Reputation: 31
I'm using the Stanford Named Entity Recognizer with Python to find the proper names in the novel "A Hundred years of solitud". There are many of them composed by first and last name e.g. "Aureliano Buendía" or "Santa Sofía de la Piedad". These Tokens are always separated e.g. "Aureliano" "Buendia", because of the tokenizer I am using. I would like to have them together as a token, so they can be tagged together as "PERSON" with Stanford NER.
The code I wrote:
import nltk
from nltk.tag import StanfordNERTagger
from nltk import word_tokenize
from nltk import FreqDist
sentence1 = open('book1.txt').read()
sentence = sentence1.split()
path_to_model = "C:\Python34\stanford-ner-2015-04-20\classifiers\english.muc.7class.distsim.crf.ser"
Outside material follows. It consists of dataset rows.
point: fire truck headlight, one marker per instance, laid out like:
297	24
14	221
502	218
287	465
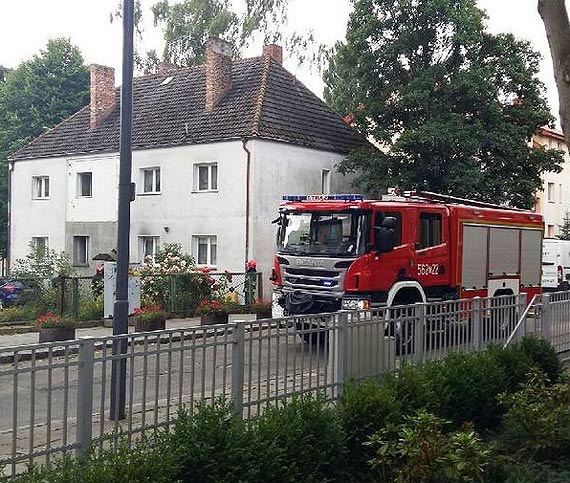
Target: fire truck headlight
355	304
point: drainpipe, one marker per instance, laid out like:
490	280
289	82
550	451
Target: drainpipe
9	220
247	185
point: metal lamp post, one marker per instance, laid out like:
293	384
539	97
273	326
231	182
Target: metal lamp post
121	308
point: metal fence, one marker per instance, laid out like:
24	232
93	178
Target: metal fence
54	398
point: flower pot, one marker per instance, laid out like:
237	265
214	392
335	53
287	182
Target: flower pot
150	325
54	334
211	319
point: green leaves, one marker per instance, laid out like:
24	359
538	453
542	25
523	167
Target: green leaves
34	97
452	106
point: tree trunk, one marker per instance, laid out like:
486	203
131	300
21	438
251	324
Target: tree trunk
555	18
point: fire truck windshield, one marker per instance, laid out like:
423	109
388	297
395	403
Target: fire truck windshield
326	234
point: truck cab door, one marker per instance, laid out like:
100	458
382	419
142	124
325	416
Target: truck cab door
432	247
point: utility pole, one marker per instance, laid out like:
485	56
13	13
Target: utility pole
121	308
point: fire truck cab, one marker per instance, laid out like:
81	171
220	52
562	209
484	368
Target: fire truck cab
343	252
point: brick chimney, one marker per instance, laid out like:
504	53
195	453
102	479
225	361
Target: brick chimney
274	51
218	71
102	93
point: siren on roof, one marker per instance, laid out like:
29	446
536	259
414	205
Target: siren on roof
323	197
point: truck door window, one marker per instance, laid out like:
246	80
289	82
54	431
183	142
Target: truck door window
430	230
379	218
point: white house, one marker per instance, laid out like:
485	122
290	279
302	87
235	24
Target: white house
554	200
214	149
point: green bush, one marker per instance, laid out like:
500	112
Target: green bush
300	441
519	360
528	472
152	460
213	446
363	410
461	387
537	422
420	450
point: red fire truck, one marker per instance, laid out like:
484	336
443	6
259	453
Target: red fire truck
343	252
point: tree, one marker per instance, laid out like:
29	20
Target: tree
188	24
34	97
565	228
452	106
555	18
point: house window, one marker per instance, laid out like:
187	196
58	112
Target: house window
550	192
81	251
40	187
206	177
40	244
84	185
151	180
148	247
325	181
205	250
430	230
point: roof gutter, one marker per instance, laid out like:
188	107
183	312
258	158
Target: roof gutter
247	189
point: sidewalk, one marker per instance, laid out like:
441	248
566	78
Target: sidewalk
32	337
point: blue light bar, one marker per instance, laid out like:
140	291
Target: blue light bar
323	197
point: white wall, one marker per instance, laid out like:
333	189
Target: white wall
186	213
555	208
42	217
280	169
177	213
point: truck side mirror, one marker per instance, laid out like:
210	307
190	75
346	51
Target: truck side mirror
383	240
384	235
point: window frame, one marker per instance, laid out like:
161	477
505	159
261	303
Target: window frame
196	248
153	170
142	240
35	238
79	187
39	187
210	166
75	262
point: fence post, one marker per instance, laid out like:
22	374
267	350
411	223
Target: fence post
342	351
85	396
477	320
172	291
75	297
419	326
521	308
238	357
546	314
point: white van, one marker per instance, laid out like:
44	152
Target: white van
555	264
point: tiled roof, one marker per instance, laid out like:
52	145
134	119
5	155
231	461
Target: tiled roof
266	102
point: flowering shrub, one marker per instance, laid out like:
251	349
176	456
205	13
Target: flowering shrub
49	320
150	313
173	278
206	307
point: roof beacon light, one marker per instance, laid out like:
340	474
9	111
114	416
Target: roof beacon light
322	197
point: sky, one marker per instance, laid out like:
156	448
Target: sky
26	25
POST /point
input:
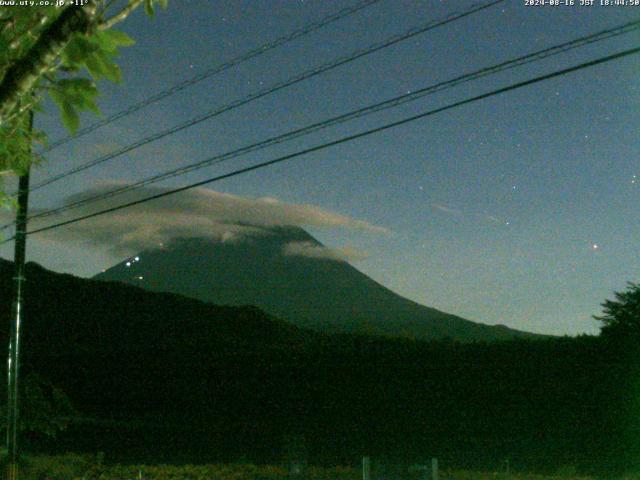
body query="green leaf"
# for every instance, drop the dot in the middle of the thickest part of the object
(148, 7)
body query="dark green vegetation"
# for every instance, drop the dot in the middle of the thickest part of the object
(325, 295)
(163, 378)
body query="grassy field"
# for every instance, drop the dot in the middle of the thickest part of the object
(79, 467)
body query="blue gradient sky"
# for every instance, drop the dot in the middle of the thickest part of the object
(494, 208)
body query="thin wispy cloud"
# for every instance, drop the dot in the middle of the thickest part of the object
(196, 213)
(313, 250)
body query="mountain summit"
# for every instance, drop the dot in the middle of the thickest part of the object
(289, 274)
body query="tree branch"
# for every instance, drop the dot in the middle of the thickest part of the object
(22, 76)
(121, 15)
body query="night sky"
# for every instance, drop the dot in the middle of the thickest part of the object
(521, 209)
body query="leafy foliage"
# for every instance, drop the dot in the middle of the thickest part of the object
(24, 31)
(621, 317)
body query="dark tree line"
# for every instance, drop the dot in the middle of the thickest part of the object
(162, 378)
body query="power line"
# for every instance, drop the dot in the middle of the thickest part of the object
(349, 138)
(384, 105)
(305, 30)
(272, 89)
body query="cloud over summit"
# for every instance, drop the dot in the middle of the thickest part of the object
(194, 213)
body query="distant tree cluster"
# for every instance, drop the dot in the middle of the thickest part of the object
(621, 317)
path_to_jar = "C:\Python34\stanford-ner-2015-04-20\stanford-ner.jar"
st = StanfordNERTagger(model_filename=path_to_model, path_to_jar=path_to_jar)
taggedSentence = st.tag(sentence)
def findtags (tagged_text,tag_prefix):
cfd = nltk.ConditionalFreqDist((tag, word) for (word, tag) in taggedSentence
if tag.endswith(tag_prefix))
return dict((tag, cfd[tag].most_common(1000)) for tag in cfd.conditions())
print (findtags('_','PERSON'))
The result looks like this:
{'PERSON': [('Aureliano', 397), ('José', 294), ('Arcadio', 286), ('Buendía', 251), ...
Does anybody have a solution? I would be more than grateful
Upvotes: 3
Views: 952
Reputation: 1
import nltk
from nltk.tag import StanfordNERTagger
sentence1 = open('book1.txt').read()
sentence = sentence1.split()
path_to_model = "C:\Python34\stanford-ner-2015-04-20\classifiers\english.muc.7class.distsim.crf.ser"
path_to_jar = "C:\Python34\stanford-ner-2015-04-20\stanford-ner.jar"
st = StanfordNERTagger(model_filename=path_to_model, path_to_jar=path_to_jar)
taggedSentence = st.tag(sentence)
test = []
test_dict = {}
for element in range(len(taggedSentence)):
a = ''
if element < len(taggedSentence):
while taggedSentence[element][1] == 'PERSON':
a += taggedSentence[element][0] + ' '
taggedSentence.pop(element)
if len(a) > 1:
test.append(a.strip())
test_dict[data.split('.')[0]] = tuple(test)
print(test_dict)
Upvotes: 0